Now to close, there may be some poor soul here broken down under a sense of sin, some seeker who cannot find the Saviour. He may speak to some of you who were brought to Christ without any very strong emotion. He will begin telling you about his despair, and you will look at him, and say, “Dear me, where has this man got to?” Then do not you try to help him, for you cannot, you have not had the experience through which he is passing; find out the brother who had a hard time of it in getting to the Wicket Gate, that poor fellow who tumbled into the Slough of Despond with his big burden on his back, and nearly got choked in the mire. Say to him, “Brother Christian, here is another soul floundering about just as you were once.
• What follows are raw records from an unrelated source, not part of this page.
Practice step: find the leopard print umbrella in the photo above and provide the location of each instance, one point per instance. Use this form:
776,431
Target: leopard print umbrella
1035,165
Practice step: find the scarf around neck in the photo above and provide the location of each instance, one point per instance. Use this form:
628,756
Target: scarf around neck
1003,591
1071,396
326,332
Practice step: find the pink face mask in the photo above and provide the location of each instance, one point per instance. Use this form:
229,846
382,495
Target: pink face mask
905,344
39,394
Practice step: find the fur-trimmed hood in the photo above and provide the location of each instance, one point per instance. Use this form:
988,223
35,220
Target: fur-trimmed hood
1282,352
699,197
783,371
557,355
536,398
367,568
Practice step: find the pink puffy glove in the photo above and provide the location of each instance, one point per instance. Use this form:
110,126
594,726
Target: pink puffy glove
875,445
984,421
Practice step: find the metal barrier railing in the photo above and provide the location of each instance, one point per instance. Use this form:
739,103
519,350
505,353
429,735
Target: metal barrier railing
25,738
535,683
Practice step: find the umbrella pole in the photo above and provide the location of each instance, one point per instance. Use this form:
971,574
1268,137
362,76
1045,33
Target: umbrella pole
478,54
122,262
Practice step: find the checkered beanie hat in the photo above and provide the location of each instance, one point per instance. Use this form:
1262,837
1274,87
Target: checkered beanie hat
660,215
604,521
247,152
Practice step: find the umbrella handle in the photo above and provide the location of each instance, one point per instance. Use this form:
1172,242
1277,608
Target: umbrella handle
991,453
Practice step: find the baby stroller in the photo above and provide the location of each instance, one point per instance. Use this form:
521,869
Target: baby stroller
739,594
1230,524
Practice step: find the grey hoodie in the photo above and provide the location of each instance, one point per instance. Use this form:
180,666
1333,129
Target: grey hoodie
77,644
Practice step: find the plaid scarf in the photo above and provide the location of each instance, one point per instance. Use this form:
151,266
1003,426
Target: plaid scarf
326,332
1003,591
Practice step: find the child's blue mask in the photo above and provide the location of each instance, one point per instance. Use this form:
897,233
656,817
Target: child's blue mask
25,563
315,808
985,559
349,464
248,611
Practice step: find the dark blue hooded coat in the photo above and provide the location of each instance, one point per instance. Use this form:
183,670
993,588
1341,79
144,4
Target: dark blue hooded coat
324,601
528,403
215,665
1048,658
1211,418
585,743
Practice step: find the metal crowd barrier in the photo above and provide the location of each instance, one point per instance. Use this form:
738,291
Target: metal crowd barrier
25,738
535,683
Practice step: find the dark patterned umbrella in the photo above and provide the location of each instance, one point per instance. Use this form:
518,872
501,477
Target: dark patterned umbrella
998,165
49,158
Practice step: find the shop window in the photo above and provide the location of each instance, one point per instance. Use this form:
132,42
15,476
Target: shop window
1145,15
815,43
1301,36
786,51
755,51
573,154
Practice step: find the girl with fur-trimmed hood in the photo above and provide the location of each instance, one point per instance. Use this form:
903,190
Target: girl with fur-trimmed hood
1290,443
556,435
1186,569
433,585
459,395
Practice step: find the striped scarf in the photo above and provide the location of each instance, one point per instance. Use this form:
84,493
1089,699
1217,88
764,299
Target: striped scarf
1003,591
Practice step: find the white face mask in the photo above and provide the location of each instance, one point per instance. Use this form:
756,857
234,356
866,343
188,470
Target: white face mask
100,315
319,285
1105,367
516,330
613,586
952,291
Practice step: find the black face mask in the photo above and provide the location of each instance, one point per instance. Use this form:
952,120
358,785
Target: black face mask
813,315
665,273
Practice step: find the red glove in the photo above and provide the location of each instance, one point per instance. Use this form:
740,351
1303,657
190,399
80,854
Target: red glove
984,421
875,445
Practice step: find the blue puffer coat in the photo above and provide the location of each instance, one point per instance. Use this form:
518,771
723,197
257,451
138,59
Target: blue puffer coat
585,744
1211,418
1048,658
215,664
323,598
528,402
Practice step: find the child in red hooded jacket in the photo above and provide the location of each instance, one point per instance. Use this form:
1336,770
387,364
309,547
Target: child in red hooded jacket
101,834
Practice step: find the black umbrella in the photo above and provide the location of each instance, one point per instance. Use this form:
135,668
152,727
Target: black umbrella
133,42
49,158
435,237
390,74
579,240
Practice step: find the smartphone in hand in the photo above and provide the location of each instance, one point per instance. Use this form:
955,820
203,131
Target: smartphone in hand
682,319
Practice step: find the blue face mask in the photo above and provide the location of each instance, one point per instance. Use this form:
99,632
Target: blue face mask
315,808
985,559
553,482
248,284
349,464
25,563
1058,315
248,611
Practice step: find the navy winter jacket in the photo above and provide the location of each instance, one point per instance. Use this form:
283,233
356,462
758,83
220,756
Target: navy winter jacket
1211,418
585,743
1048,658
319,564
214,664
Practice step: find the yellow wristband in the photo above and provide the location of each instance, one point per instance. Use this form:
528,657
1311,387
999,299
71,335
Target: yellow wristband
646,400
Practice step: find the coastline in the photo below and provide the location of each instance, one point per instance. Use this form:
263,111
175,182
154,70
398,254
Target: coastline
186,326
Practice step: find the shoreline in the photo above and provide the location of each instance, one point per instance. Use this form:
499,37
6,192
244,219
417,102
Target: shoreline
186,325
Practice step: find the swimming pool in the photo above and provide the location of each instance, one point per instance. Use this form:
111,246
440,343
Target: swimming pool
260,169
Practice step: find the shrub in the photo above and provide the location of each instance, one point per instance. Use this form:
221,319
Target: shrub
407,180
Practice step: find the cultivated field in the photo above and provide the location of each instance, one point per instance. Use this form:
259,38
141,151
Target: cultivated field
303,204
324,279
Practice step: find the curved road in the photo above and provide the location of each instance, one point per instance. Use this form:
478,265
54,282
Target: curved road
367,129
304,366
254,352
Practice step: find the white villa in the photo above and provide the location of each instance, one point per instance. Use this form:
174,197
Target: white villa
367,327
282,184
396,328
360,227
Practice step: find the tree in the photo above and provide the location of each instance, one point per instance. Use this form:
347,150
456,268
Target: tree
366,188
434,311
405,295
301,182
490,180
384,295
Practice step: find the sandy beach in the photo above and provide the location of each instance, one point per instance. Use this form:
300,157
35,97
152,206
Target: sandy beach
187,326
Hand him over to such a person, because he will be the most likely to help him. Any of you who had great difficulty in laying hold of Christ at the first ought to be on the watch to find others who are as you were; stretch out the helping hand to them, and say, “We would not have you suffer as we did if we can help it. We wish to show you the way to Jesus Christ, and to get you to see it more quickly that we did; we even hope that you will this very night find joy and peace in believing.” Do look after the broken-hearted ones, dear friends; watch for Mr. Feeble-mind; find out poor Mr. Fearing, do not let him lie outside long; help him over the stile; and, as you have yourself found mercy, administer it, in the name of God, to all who are longing to find it. May god bless you all, for Christ’s sake! Amen.